When Representative Elise Stefanik (R., N.Y.) confronted Harvard president Claudine Gay over the chants of “intifada” at student protests, Gay said the calls for violence do not breach the university’s code of conduct.

Representative Kevin Kiley (R., Calif.) pressed Gay to explain why she suddenly felt the need to defend free speech at the college when it has such a notoriously bad record on free speech. Gay repeated that Harvard has a strong commitment to free speech and ideological diversity.

In its interpretation of the hearing, SNL derided Stefanik for her passionate questioning of the presidents. Stefanik was portrayed as a nagging, unintelligent interlocutor who was looking to score political points in probing the presidents about antisemitism. The Stefanik character interrupted the Gay character when she said the university condemns Islamaphobia in addition to other forms of bigotry.

“Elise did not watch it,” Alex DeGrasse, senior advisor to Stefanik, told National Review of the skit. “However, her office was flooded with messages from thousands of Americans across the political spectrum – Democrats and Republicans – who were appalled and disgusted by the antisemitic trash spewed by unfunny, morally bankrupt ‘comedians.'”

“SNL made history with the worst cold open ever because everyone knows there is absolutely no humor in the vile answers from the university presidents regarding their failure to condemn calls for the genocide of the Jewish people,” DeGrasse added.

The presidents received intense backlash after their poor presentation before Congress. On Saturday, a bipartisan group of 74 congressmen, led by Stefanik, urged the college’s governing boards to remove the leaders and demanded action to protect Jewish and Israeli students, professors, and faculty. University of Pennsylvania president Liz Magill then resigned from her position following accusations that she downplayed the rise of antisemitism on her campus.

In their testimony, the leaders failed to answer whether calling for the genocide of Jews would violate university policy. All three “were evasive and dismissive, failing to simply condemn such action,” according to the letter. “This should have been an easy and resounding ‘yes.’”

Kornbluth responded to the question by saying MIT would deem calls for Jewish genocide as harassment only if it was “targeted at individuals, not making public statements” and if it was “pervasive and severe.”

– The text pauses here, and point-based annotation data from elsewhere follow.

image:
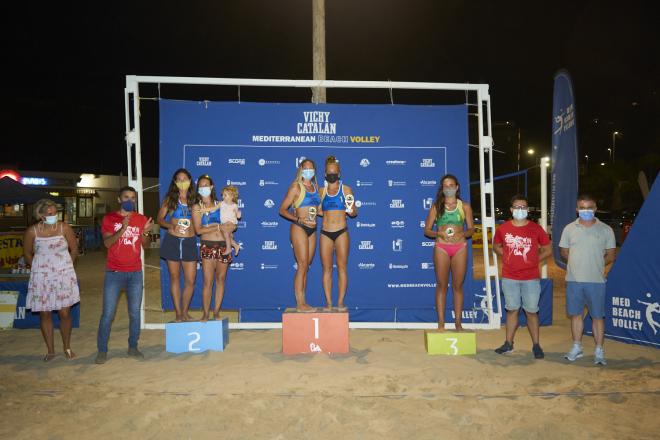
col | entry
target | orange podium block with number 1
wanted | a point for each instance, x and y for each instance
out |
(318, 332)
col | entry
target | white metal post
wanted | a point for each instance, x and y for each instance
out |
(545, 162)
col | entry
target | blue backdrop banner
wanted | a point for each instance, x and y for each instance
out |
(391, 155)
(564, 181)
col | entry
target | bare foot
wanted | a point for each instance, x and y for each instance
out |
(305, 308)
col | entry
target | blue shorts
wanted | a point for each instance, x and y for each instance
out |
(592, 295)
(525, 293)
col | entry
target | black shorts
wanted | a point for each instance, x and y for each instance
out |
(179, 248)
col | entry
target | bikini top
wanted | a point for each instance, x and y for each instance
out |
(307, 198)
(333, 203)
(212, 217)
(453, 217)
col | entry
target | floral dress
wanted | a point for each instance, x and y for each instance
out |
(53, 282)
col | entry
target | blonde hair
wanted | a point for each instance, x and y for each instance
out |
(299, 171)
(332, 160)
(40, 207)
(231, 189)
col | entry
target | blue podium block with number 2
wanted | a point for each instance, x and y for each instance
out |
(196, 337)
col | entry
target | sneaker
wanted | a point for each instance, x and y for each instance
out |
(101, 357)
(599, 356)
(134, 352)
(538, 351)
(576, 352)
(507, 347)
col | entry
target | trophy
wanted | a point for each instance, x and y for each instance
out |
(184, 224)
(311, 213)
(349, 200)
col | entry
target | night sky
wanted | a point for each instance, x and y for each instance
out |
(65, 65)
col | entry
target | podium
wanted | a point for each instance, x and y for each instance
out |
(450, 343)
(317, 332)
(196, 337)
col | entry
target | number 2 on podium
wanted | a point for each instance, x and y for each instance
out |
(316, 327)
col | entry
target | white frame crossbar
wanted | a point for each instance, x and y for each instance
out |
(486, 181)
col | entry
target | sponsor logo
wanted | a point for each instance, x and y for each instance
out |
(263, 162)
(237, 266)
(236, 183)
(366, 245)
(204, 161)
(398, 266)
(269, 245)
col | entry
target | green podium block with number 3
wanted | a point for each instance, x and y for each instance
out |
(448, 343)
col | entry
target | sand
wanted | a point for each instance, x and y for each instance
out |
(386, 387)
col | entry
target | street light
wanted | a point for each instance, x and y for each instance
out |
(614, 134)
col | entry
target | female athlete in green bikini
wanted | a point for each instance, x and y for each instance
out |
(450, 215)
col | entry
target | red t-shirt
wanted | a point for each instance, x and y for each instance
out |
(124, 255)
(520, 255)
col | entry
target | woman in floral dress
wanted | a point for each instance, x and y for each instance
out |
(50, 248)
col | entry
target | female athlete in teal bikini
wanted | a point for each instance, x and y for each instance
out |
(450, 215)
(334, 233)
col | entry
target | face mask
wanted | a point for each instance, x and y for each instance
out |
(586, 214)
(183, 185)
(128, 205)
(519, 214)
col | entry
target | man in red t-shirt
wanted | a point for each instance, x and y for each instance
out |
(125, 232)
(522, 244)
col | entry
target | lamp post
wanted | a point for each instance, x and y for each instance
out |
(614, 134)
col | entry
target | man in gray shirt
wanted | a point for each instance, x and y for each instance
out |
(588, 245)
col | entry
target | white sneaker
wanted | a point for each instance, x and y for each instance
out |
(576, 352)
(599, 356)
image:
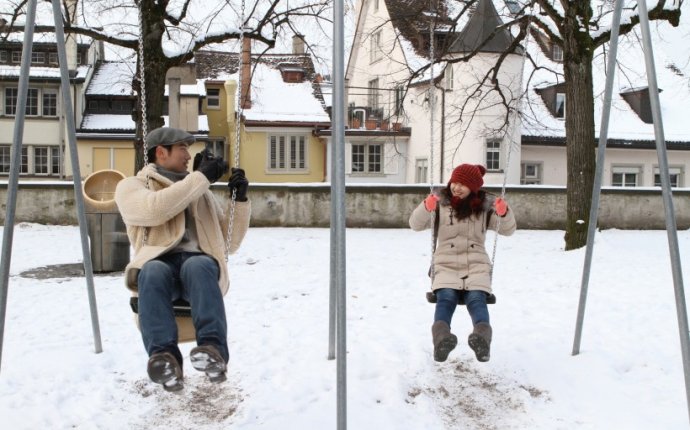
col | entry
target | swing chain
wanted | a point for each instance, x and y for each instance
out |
(432, 108)
(238, 109)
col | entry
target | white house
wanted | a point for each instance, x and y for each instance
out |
(520, 138)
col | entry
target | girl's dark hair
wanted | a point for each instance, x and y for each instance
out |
(472, 205)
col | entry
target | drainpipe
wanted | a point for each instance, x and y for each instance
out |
(443, 131)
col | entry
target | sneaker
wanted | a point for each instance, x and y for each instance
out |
(206, 358)
(163, 368)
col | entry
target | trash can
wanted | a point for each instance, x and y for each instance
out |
(107, 231)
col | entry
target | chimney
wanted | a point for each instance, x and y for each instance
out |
(174, 102)
(245, 85)
(298, 44)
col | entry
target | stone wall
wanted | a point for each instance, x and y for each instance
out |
(377, 206)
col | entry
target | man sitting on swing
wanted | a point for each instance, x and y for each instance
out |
(179, 234)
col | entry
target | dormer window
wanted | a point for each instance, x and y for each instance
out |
(292, 74)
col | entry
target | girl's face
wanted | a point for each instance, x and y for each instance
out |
(459, 190)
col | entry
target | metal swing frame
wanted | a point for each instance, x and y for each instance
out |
(671, 228)
(15, 163)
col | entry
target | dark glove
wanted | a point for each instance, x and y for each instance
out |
(239, 183)
(212, 167)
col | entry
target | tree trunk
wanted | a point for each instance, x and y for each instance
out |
(156, 65)
(579, 131)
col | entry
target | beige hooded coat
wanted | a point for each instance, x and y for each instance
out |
(159, 212)
(460, 259)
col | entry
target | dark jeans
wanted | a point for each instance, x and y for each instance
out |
(189, 276)
(447, 301)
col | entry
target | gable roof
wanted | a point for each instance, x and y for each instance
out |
(481, 32)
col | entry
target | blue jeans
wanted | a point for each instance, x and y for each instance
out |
(447, 301)
(184, 275)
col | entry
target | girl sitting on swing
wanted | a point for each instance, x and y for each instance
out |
(461, 271)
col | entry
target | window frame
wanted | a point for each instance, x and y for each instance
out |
(292, 157)
(375, 51)
(214, 97)
(676, 171)
(536, 179)
(366, 159)
(421, 170)
(491, 147)
(625, 171)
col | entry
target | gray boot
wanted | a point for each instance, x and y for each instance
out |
(480, 341)
(444, 340)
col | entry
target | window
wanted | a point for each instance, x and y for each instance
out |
(35, 160)
(373, 94)
(5, 159)
(38, 58)
(213, 98)
(375, 52)
(421, 170)
(55, 162)
(287, 153)
(625, 176)
(49, 107)
(560, 105)
(493, 155)
(399, 99)
(10, 101)
(39, 101)
(366, 158)
(530, 173)
(448, 76)
(675, 175)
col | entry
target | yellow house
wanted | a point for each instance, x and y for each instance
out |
(281, 115)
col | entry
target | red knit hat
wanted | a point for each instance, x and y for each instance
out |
(469, 175)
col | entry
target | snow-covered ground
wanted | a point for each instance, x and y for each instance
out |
(629, 373)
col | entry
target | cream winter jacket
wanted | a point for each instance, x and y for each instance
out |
(159, 212)
(460, 260)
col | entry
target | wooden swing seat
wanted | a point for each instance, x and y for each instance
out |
(181, 307)
(431, 298)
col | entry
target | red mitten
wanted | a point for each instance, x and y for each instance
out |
(500, 206)
(431, 202)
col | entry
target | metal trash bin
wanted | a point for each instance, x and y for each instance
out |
(107, 232)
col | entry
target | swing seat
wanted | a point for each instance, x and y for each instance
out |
(181, 307)
(431, 298)
(183, 318)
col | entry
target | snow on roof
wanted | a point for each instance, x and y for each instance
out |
(112, 79)
(276, 100)
(672, 71)
(105, 122)
(41, 72)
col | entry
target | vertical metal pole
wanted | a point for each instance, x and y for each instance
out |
(76, 174)
(15, 163)
(338, 209)
(671, 229)
(596, 189)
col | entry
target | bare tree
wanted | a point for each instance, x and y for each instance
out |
(578, 27)
(171, 32)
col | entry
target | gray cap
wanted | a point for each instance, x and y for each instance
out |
(167, 136)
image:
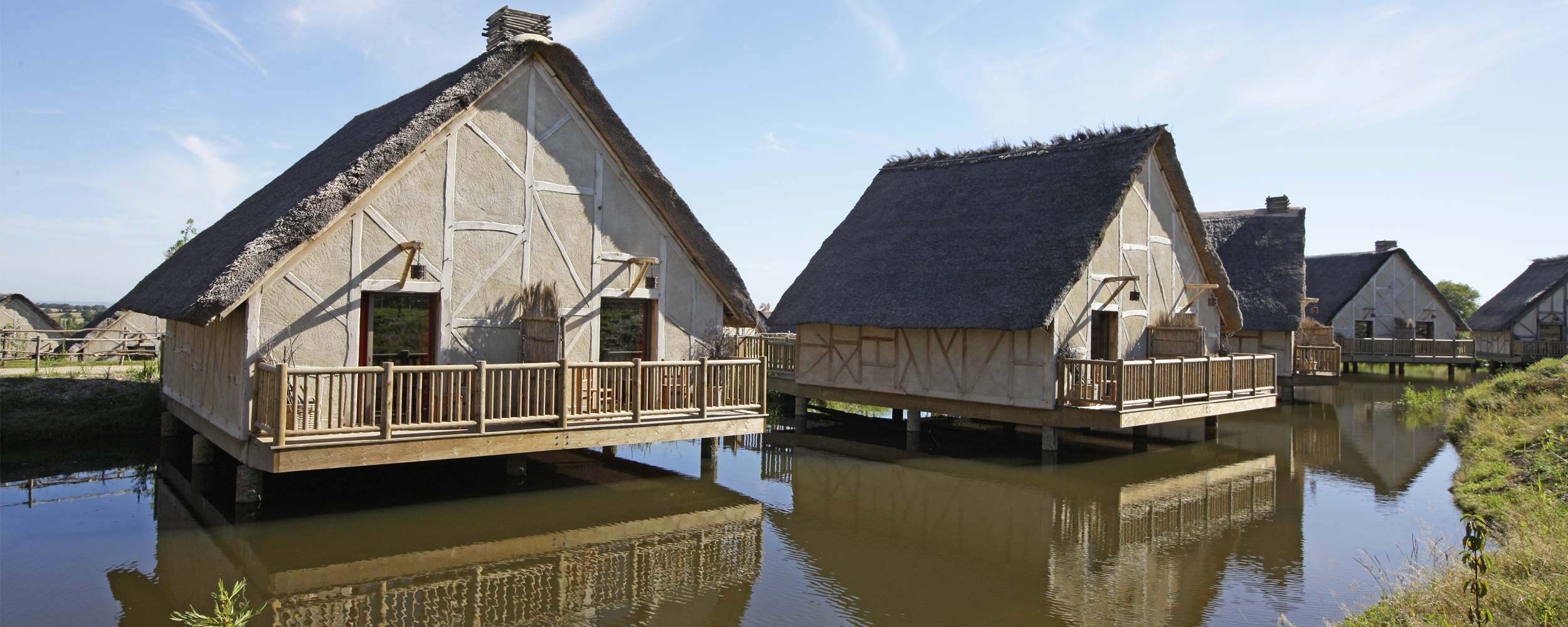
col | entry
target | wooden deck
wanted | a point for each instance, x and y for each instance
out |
(1525, 352)
(1388, 350)
(1090, 393)
(311, 419)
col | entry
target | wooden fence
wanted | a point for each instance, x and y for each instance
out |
(1148, 383)
(48, 344)
(1319, 361)
(1390, 347)
(396, 399)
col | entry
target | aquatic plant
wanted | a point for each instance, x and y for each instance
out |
(230, 609)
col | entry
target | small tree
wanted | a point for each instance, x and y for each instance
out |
(1460, 297)
(186, 236)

Magill said “it is a context-dependent decision” for UPenn. Asked to provide a “yes” or “no” answer, she added, “If the speech becomes conduct. It can be harassment, yes.”

Gay similarly said “it depends on the context” of the situation.

“There is no context in which calls for the genocide of Jews are acceptable rhetoric. Their failure to unequivocally condemn calls for the systematic murder of Jews is deeply alarming. It stands in stark contrast to the principles we expect leaders of top academic institutions to uphold,” the congressmen wrote. “It is hard to imagine any Jewish or Israeli student, faculty, or staff feeling safe when presidents of your member institutions could not say that calls for the genocide of Jews would have clear consequences on your campus.”

“If calls for genocide of the Jewish people are not in violation of your universities’ policies, then your universities are operating under a clear double standard,” they continued.

In recent weeks, reports of antisemitic incidents in the U.S. and around the world have surged. According to the Anti-Defamation League, at least 1,481 such incidents have been documented, including 292 involving college and university campus grounds. Additionally, 73 percent of Jewish college students said they experienced or witnessed antisemitism on campus since their fall semester began, as found in an ADL-Hillel International study.